Objective: The aim of the present study was to evaluate the efficacy of topiramate in the treatment of adult patients with symptomatic epilepsy of various aetiologies.
Methods: This was an open-label, long-term, retrospective observation. 227 patients with symptomatic epilepsy (110 male, 117 female) were enrolled into this study. The underlying aetiologies included low-grade brain tumour, head trauma, cerebrovascular diseases, infection, diabetes mellitus, hydrocephalus and parasitosis. Topiramate was titrated up to a target dosage of 200 mg/day and maintained for at least 1 year. Response to topiramate was defined as > or = 50% reduction in seizure frequency compared with baseline. Seizure free was defined as no seizure occurring during 1 year of topiramate therapy.

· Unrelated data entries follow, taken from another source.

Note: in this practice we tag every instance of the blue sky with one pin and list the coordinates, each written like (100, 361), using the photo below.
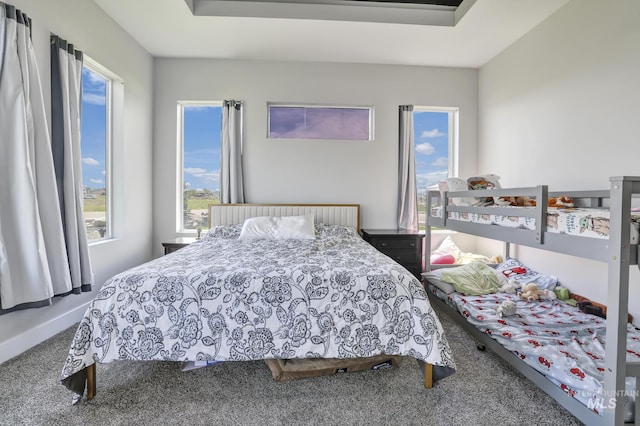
(202, 141)
(431, 139)
(93, 130)
(202, 126)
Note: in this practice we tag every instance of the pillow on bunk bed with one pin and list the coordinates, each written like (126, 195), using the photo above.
(448, 250)
(474, 278)
(456, 184)
(486, 181)
(515, 270)
(434, 277)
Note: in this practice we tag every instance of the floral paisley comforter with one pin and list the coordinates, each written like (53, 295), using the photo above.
(226, 299)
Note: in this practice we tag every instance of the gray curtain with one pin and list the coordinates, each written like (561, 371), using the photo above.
(407, 191)
(33, 257)
(66, 101)
(231, 174)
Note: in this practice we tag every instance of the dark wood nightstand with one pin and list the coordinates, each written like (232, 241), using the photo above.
(402, 246)
(176, 244)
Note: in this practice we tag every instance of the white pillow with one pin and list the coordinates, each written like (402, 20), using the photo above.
(435, 278)
(279, 228)
(456, 184)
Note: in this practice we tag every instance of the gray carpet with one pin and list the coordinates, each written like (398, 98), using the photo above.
(484, 391)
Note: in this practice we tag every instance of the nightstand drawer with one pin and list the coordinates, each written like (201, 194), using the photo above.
(403, 256)
(176, 244)
(401, 246)
(383, 243)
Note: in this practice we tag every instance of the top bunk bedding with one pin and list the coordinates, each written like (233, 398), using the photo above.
(226, 298)
(581, 229)
(582, 222)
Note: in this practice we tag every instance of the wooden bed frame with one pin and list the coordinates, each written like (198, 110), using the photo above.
(230, 214)
(617, 251)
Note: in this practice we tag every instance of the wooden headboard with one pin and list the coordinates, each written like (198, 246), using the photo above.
(329, 214)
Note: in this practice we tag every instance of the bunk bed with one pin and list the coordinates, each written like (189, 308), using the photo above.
(618, 249)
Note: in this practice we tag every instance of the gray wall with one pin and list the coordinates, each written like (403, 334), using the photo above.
(92, 31)
(560, 107)
(308, 171)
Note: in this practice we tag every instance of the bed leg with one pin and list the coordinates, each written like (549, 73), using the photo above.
(428, 375)
(91, 381)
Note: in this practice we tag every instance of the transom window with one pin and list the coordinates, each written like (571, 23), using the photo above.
(320, 122)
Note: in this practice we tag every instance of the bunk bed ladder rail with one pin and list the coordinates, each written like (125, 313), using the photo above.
(542, 192)
(621, 256)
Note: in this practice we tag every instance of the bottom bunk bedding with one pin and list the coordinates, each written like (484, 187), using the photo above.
(556, 339)
(223, 298)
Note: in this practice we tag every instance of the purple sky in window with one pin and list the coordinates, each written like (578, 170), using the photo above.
(318, 123)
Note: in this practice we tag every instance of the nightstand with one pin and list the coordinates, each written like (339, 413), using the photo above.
(402, 246)
(177, 243)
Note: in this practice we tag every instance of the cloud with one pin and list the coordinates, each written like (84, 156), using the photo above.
(94, 98)
(425, 148)
(441, 162)
(90, 161)
(93, 80)
(207, 176)
(430, 134)
(427, 180)
(200, 108)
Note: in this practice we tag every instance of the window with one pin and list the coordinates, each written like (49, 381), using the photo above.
(96, 129)
(199, 172)
(435, 136)
(320, 122)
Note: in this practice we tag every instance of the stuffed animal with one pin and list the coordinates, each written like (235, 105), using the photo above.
(515, 201)
(531, 293)
(506, 308)
(548, 295)
(510, 287)
(561, 201)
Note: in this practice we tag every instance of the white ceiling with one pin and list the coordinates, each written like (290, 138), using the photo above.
(167, 28)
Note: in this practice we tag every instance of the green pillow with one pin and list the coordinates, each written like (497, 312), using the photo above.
(474, 278)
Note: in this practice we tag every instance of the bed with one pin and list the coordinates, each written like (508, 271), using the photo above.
(321, 292)
(618, 248)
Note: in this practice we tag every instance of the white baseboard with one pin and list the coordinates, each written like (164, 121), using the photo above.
(29, 338)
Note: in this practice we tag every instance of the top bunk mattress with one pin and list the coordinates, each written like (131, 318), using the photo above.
(584, 222)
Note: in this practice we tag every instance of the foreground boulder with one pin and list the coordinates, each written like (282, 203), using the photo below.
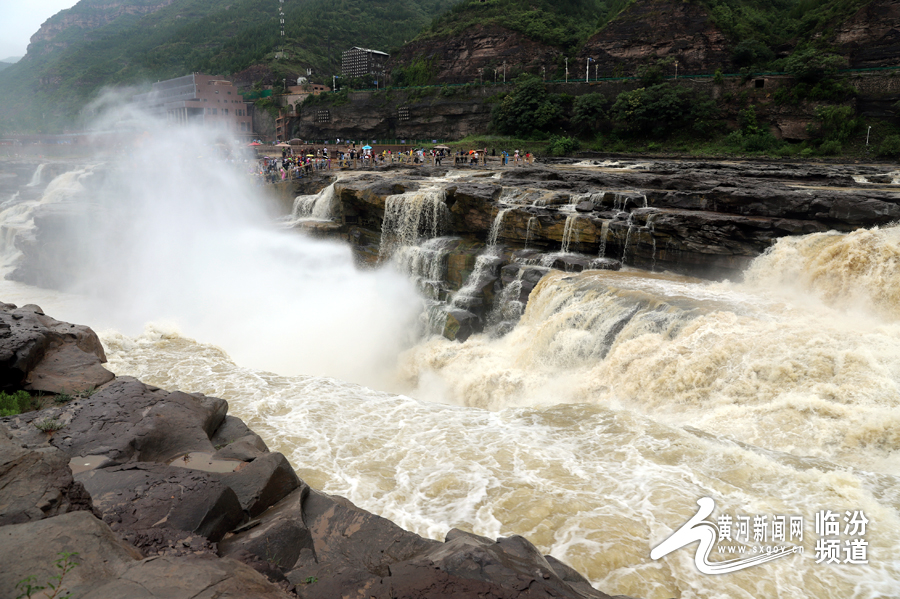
(128, 421)
(191, 503)
(108, 568)
(40, 353)
(36, 483)
(135, 498)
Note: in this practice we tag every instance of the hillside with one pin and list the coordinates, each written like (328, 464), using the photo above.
(475, 38)
(77, 52)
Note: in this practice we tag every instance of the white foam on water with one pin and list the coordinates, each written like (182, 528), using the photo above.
(595, 486)
(592, 428)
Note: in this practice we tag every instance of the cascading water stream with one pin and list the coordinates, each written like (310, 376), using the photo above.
(316, 207)
(604, 235)
(570, 232)
(617, 401)
(36, 177)
(529, 228)
(411, 217)
(496, 226)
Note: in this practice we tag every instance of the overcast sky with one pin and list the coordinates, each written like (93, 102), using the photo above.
(20, 19)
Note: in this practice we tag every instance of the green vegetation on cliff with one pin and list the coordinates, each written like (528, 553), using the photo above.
(561, 23)
(752, 24)
(47, 91)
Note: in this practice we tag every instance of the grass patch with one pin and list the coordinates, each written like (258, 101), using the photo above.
(15, 403)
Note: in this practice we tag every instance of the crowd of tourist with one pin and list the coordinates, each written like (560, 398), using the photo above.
(299, 163)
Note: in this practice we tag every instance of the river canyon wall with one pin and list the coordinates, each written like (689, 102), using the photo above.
(454, 112)
(477, 242)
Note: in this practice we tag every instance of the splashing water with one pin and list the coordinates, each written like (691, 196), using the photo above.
(317, 207)
(617, 401)
(412, 216)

Results: 157 (69.2%) patients were responders and 124 (54.6%) patients were seizure free with topiramate administration. Responders by subgroup included 40 patients (74.0%) with low-grade brain tumour, 32 (55.2%) with trauma, 30 (90.9%) with cerebrovascular disease, 21 (55.3%) with infection, 18 (81.8%) with diabetes, 12 (85.7%) with parasitosis and 4 (50.0%) with hydrocephalus. The percentage of seizure-free patients by subgroup was 61.0% with brain tumours, 31.0% with trauma, 78.8% with cerebrovascular disease, 44.7% with infection, 59.0% with diabetes, 85.7% with parasitosis and 50.0% with hydrocephalus. The incidence of adverse effects was 36.1%. The most commonly reported adverse effects were weight loss, memory impairments, paraesthesia, headache and dizziness; most were mild to moderate in severity and transient. Sixty-eight (30.0%) patients withdrew from topiramate treatment in this study: topiramate was discontinued in 56 patients because of lack of efficacy and in 12 patients because of adverse effects. At the end of the study, 109 patients received topiramate monotherapy, including 52 newly diagnosed patients and 57 subjects who transferred to topiramate monotherapy successfully; another 118 patients received add-on topiramate therapy. The percentage of patients responding to topiramate was 85.3% in the monotherapy group and 54.2% in the topiramate add-on therapy group; the percentage of seizure-free patients was 68.8% in the topiramate monotherapy group and 41.5% in the topiramate add-on therapy group.
Conclusion: When administered either as a single drug or as an add-on drug, topiramate is effective and well tolerated in adult patients with symptomatic epilepsy of various aetiologies.